Depuis que je suis sur le FWT je me consacre à 100% à ma carrière. Je suis ambassadeur de marques, j’ai des sponsors et des aides financières qui me soutiennent dans ma carrière. J’essaye de créer un réel échange avec mes partenaires. C’est grâce à eux que je peux vivre pleinement ma passion.

 

Parlons un peu de ton quotidien de skieur de haut niveau. Peux-tu nous décrire une année type ?

Une partie de mon temps tourne autour des projets photo et vidéo : l’an dernier j’avais un projet au Japon, cette année en Colombie Britannique. Après il y a aussi tout le temps accordé aux partenaires pour des shootings, des interviews… Je skie d’octobre à avril en général. De mai jusqu’à septembre, c’est beaucoup de préparation physique, d’opérations si besoin (rires). J’en profite pour faire de la moto, du wakeboard, du skate ou encore de la rando.

 

TON BEST-OF


Quelle est ta séance d’entrainement préférée ?

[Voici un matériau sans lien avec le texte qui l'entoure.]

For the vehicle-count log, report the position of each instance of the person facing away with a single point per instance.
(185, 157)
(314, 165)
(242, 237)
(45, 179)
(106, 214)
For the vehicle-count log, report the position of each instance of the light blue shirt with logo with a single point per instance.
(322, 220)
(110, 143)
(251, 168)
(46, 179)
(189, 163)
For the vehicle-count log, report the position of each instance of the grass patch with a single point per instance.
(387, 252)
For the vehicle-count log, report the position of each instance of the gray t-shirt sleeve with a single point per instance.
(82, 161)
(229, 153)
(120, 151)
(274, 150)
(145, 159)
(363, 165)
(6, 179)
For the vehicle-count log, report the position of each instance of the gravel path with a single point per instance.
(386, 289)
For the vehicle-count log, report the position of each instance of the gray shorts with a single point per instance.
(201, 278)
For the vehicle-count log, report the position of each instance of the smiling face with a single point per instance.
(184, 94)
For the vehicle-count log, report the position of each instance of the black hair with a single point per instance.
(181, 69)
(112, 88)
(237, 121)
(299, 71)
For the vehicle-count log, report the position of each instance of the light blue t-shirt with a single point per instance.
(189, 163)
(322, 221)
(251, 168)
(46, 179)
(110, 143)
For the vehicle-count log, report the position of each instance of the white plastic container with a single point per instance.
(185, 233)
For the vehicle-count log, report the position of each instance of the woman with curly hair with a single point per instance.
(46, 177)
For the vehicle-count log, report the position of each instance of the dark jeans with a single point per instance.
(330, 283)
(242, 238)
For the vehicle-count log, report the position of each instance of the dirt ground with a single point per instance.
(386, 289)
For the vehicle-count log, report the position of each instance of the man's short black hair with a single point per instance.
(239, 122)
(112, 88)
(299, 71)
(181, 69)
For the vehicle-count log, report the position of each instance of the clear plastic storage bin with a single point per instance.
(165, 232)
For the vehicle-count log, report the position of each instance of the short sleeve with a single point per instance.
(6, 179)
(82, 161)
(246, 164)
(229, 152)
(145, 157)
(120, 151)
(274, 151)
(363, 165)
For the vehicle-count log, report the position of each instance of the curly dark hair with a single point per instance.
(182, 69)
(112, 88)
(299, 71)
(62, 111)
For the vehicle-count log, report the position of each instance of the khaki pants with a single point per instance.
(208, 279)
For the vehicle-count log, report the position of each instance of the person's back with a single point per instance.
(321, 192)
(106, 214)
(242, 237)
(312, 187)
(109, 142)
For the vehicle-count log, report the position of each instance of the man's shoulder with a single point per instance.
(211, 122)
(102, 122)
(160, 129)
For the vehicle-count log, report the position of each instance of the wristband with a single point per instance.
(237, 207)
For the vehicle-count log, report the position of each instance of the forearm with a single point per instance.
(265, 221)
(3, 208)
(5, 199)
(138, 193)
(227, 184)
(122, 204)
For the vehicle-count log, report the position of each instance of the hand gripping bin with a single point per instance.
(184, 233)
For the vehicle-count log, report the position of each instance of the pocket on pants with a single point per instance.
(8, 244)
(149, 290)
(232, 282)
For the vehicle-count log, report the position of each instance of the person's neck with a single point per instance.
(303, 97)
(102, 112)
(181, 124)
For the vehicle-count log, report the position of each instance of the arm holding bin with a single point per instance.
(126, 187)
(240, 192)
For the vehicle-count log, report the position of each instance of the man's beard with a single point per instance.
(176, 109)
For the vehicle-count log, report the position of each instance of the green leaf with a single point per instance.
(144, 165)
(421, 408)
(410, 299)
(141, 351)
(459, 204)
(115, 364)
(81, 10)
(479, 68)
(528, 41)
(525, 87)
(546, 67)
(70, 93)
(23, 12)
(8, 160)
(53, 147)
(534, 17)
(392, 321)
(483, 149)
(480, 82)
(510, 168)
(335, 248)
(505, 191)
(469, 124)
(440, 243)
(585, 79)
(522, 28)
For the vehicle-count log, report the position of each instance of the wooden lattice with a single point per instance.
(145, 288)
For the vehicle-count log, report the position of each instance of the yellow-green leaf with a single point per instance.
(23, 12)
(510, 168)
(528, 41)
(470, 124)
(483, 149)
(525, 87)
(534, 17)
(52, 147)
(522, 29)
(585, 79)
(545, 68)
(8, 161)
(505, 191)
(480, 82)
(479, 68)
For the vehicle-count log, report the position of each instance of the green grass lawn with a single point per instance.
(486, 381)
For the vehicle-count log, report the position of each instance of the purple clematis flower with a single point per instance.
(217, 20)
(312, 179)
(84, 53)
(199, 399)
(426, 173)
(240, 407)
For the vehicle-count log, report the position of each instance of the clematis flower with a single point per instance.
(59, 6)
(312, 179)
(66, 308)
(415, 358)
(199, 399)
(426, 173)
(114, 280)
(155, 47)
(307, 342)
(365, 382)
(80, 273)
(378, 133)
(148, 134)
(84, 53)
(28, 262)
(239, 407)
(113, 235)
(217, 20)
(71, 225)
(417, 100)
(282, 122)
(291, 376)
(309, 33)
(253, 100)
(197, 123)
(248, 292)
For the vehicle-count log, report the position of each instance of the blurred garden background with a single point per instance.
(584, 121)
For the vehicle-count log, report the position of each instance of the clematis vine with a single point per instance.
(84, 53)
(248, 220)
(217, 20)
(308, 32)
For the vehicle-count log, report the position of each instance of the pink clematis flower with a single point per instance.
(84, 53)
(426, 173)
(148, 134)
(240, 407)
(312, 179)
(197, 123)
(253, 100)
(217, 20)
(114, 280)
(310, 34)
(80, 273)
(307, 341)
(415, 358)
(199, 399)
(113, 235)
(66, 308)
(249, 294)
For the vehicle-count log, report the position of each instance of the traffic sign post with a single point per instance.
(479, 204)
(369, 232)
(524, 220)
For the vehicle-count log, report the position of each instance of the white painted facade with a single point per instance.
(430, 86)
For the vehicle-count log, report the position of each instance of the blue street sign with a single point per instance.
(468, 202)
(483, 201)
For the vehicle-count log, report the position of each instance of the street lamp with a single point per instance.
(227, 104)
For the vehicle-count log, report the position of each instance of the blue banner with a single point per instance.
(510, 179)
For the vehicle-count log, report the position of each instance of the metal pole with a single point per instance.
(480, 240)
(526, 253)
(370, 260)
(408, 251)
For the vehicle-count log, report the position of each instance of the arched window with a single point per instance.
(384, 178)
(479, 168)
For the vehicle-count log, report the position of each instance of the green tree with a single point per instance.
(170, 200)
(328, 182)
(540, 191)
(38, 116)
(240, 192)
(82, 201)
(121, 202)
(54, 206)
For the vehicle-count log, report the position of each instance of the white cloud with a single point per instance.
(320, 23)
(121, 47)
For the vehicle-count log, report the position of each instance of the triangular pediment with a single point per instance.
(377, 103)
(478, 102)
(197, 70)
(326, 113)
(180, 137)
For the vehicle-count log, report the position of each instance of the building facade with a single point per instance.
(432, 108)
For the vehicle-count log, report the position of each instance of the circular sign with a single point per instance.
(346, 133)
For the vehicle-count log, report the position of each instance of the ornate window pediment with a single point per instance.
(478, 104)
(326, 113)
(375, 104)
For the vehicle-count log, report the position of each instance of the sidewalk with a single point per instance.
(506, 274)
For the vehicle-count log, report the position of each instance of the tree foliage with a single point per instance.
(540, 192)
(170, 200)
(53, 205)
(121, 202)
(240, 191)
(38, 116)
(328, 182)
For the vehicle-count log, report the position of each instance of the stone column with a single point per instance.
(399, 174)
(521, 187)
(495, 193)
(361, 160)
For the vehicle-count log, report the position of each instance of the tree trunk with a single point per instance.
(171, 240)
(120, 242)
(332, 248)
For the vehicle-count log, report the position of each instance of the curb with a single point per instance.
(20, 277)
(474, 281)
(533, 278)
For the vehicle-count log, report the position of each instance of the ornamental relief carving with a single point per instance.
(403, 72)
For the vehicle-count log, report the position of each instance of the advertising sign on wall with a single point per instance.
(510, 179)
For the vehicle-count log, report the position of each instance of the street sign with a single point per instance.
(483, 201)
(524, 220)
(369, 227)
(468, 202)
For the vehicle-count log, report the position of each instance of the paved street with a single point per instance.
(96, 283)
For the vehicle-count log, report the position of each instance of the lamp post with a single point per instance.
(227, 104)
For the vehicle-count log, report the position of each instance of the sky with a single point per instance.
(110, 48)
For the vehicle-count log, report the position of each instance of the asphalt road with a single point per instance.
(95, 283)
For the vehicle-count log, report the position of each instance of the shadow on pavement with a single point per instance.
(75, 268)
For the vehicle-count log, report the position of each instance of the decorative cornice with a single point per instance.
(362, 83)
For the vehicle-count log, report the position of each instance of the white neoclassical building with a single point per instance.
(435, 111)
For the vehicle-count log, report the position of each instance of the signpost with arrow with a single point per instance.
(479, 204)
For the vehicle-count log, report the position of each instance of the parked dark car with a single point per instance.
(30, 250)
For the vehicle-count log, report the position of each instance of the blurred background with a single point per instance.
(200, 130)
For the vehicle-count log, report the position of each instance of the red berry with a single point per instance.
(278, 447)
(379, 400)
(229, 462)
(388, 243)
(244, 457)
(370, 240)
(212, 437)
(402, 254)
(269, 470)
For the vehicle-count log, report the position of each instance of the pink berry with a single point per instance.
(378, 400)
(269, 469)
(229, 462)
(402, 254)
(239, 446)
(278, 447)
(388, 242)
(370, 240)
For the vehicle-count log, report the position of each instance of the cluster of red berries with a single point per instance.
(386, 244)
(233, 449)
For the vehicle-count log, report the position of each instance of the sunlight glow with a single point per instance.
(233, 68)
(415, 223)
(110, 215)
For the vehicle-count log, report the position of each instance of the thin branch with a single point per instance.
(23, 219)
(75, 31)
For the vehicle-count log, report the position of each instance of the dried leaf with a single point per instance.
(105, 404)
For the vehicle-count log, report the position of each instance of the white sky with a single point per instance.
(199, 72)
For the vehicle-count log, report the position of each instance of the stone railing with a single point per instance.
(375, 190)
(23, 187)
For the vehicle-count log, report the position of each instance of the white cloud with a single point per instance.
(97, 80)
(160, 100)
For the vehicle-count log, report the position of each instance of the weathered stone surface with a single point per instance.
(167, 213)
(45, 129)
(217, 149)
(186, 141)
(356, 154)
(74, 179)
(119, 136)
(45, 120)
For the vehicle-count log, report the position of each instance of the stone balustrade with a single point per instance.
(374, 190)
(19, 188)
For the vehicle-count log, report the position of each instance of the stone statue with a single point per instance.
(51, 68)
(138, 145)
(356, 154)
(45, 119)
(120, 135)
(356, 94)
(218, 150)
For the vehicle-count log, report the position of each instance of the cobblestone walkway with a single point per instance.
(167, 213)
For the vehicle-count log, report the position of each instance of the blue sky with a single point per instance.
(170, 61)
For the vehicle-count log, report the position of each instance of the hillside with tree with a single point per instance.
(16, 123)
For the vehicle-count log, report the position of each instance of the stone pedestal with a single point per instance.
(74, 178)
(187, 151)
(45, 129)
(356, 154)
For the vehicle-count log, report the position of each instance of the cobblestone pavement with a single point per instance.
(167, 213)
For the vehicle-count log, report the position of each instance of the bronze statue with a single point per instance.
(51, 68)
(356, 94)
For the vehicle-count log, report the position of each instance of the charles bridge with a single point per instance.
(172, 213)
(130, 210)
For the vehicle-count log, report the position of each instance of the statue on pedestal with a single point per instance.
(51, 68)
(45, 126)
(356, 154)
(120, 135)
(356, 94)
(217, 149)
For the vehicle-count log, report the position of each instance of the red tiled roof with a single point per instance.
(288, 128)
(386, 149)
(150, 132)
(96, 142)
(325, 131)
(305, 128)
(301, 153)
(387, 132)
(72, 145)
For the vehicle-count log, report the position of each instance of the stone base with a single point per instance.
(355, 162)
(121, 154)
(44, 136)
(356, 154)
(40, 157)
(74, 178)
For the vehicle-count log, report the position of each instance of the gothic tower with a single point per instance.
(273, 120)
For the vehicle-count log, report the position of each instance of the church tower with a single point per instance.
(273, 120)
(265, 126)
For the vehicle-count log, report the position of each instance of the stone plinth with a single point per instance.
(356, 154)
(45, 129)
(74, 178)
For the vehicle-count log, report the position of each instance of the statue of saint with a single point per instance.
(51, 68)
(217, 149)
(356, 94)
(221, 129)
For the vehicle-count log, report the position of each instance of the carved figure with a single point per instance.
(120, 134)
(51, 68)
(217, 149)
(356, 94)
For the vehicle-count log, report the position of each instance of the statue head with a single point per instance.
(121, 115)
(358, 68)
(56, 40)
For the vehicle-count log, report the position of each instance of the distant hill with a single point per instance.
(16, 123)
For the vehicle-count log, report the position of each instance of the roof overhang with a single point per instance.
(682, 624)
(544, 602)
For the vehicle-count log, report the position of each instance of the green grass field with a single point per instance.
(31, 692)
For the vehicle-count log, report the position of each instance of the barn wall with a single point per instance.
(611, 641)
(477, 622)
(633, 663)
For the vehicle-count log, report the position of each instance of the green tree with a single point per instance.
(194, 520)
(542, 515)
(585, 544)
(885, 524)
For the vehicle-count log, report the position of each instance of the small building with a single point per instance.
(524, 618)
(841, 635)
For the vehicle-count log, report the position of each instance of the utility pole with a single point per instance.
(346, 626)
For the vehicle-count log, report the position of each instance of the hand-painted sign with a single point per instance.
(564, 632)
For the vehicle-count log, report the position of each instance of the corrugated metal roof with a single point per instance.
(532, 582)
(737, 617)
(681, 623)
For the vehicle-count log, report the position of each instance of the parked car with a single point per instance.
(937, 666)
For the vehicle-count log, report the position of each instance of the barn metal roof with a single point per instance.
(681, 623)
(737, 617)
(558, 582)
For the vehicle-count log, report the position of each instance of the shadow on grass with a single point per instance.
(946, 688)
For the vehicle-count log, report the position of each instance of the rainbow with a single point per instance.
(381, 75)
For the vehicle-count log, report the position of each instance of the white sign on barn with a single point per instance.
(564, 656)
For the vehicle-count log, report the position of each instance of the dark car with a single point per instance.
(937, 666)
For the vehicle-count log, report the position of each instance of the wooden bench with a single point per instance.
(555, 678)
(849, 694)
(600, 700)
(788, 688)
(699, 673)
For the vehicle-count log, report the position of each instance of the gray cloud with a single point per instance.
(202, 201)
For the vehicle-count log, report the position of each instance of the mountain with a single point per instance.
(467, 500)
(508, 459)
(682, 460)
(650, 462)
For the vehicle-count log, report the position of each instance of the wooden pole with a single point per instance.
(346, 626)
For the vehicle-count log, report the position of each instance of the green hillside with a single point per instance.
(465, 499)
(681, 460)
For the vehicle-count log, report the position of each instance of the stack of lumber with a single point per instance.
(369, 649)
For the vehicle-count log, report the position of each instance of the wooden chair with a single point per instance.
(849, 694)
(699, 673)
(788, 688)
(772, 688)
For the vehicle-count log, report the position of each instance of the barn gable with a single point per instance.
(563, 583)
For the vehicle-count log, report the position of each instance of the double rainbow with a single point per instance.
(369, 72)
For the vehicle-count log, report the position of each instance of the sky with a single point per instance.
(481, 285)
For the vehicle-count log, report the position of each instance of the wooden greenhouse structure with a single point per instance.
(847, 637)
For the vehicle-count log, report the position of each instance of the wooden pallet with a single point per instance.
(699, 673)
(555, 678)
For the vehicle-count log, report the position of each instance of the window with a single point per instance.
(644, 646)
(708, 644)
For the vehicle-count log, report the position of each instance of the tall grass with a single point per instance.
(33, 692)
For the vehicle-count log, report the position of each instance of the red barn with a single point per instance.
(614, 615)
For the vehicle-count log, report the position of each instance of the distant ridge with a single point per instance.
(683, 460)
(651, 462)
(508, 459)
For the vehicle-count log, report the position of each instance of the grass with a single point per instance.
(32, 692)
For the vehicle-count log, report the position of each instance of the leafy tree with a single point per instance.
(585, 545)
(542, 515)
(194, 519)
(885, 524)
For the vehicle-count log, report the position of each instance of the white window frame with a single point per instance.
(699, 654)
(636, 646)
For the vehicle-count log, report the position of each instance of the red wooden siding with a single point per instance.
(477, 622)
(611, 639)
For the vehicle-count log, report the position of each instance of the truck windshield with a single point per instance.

Je suis fan des journées de ride entre potes. Si en plus il fait beau et qu’il y a de la peuf, c’est le top ! J’ai encore un peu de boulot sur le freestyle. C’est un aspect que j’aime travailler en milieu « naturel », pour conserver le côté aléatoire du freeride.

 

Quel est plus beau spot que tu aies skié ?

Fieberbrunn en Autriche. C’est une face incroyable, avec des grosses barres, et une pente de 45-50 degrés. Skier le plus raide, le plus gros, le plus vite, c’est top comme sensations !

 

Ton plus beau voyage ?

Le Japon. J’y suis allé pour m’entraîner l’an dernier, et pour courir cette année. Les conditions de neige y sont incroyables.

 

Quel est ton meilleur partenaire d’entrainement ?

Trop difficile cette question ! Je skie beaucoup avec les mêmes personnes, des skieurs du FWT, notamment Wadeck Gorak, Raphael Vouillamoz,et Max Vaquin. Ils envoient vraiment et ça me tire vers le haut. J’aimerai beaucoup skier avec Candide Thovex ou encore Richard Permin. Ce sont les meilleurs pour moi, des modèles à suivre.

 

ET APRES …


Comment vois-tu la suite de ta carrière ? As-tu des projets en tête ? Des rêves ?

J’ai 30 ans et j’ai l’impression d’en avoir 20 ! Je me vois faire du freeride encore longtemps. Forcément je convoite un titre mondial, ce serait un aboutissement. J’aimerai aussi continuer de travailler avec les marques et poursuivre mes projets photo et vidéo. On pourra se refaire une interview dans 10 ans ! (rires)

 

Nul doute que la carrière de Yann sera encore longue, si l’on en croit ces trois dernières années prometteuses. Rendez-vous pris dans dix ans donc, avec, on l’espère, un trophée en mains et la satisfaction d’être grimpé au sommet.